В 1641 году в Москву приехал девятнадцатилетний датский принц Вальдемар-Христиан, ходатайствовавший о торговых привилегиях. Привилегий ему не дали да и не собирались давать – просто хотели присмотреться к молодому человеку.
Беспокоясь из-за слабого здоровья наследника, царь придумал найти иностранного зятя. На Руси большое значение придавали прецедентам, а тут он как раз имелся: точно так же сорок лет назад царь Борис пытался выдать дочь за датского принца Иоанна. Вальдемар, правда, был не совсем королевич, а сын «с левой руки», то есть от морганатического брака, но это повышало шансы на положительный ответ.
В Москве Вальдемар понравился. Он оказался здоров и разумен, волосом рус, ростом не мал, глазами сер, лицом пригож – жаль, только «тонок».
Вскоре после возвращения принца домой в Копенгаген прибыли русские послы. Сначала добивались, чтобы король разрешил сыну переменить веру, – не добились. Тогда пообещали в этом вопросе не упорствовать и даже дозволить строительство протестантской церкви. Принцу очень хотелось получить изображение царевны Ирины – отказали. Русские люди той эпохи портретов с себя не писали, опасались сглазу и колдовства. Зато посулили в приданое два княжества, Суздальское и Ярославское. После такого аргумента принц засобирался в дорогу.
Он прибыл в Москву на исходе 1643 года и сразу понял, что его обманули. Царю был нужен православный зять, иначе брак утрачивал всякий смысл. Патриарх, а вслед за ним и государь стали принуждать Вальдемара к перемене веры.
Принц возмутился, ссылаясь на условия брачного соглашения. Ему отвечали, что на Руси всё определяет воля государя, а государю угодно выдать дочь за православного. Посмотреть на невесту тоже не дали – сказали лишь, что девка собой красна и не пьяница.
Пять месяцев Вальдемар тщетно упрашивал, чтобы его отпустили восвояси. В мае 1644 года, потеряв терпение, предпринял отчаянную попытку вырваться силой, со шпагой в руке, причем даже заколол какого-то стрельца, но, конечно, был задержан и поколочен.

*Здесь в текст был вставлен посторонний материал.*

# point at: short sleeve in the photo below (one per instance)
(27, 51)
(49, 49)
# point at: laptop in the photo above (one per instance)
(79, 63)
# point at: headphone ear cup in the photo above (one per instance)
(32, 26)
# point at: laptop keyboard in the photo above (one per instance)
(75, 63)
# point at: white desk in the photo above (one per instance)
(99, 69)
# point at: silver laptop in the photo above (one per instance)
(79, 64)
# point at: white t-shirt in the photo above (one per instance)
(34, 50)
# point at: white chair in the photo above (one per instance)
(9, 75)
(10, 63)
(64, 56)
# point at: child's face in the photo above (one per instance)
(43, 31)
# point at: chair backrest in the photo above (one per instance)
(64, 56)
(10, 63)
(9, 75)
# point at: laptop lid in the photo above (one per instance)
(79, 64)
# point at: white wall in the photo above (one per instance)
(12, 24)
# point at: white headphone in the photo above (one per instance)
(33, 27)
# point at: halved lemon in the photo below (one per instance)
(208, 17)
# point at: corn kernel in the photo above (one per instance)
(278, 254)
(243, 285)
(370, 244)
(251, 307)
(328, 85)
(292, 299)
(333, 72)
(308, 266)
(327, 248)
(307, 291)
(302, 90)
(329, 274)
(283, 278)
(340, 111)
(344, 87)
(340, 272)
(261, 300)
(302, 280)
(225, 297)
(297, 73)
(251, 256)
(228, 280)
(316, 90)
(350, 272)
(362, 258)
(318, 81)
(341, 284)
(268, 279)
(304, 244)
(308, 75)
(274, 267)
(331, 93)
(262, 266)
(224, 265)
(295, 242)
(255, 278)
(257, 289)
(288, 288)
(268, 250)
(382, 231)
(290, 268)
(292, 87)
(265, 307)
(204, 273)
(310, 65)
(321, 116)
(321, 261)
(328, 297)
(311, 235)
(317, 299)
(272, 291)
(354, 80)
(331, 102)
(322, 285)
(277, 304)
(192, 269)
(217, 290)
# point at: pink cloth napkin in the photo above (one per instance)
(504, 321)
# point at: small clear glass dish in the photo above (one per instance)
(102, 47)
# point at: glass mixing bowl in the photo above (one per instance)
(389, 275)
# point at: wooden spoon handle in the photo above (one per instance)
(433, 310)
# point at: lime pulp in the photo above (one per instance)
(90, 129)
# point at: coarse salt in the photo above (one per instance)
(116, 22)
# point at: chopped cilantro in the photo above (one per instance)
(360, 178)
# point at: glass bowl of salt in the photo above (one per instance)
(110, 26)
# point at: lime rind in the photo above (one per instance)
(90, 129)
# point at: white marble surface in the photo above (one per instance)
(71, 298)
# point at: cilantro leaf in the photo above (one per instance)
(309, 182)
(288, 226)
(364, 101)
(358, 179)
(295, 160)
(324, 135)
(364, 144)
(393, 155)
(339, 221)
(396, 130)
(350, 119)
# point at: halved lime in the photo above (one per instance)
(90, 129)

Король слал в Москву посланцев одного за другим, требуя, чтобы сына вернули. Разгорался нешуточный международный скандал, дело шло чуть ли не к датско-русской войне, которая окончательно запутала бы и так мудреный европейский узел.
Но Михаил, как это с ним бывало в семейных делах, заупрямился. Он говорил, что отпустить жениха будет позором для державы и для невесты.
Пишут, что эти переживания свели государя в преждевременную могилу. Лишь после кончины Михаила злополучный Вальдемар смог выбраться из московской ловушки.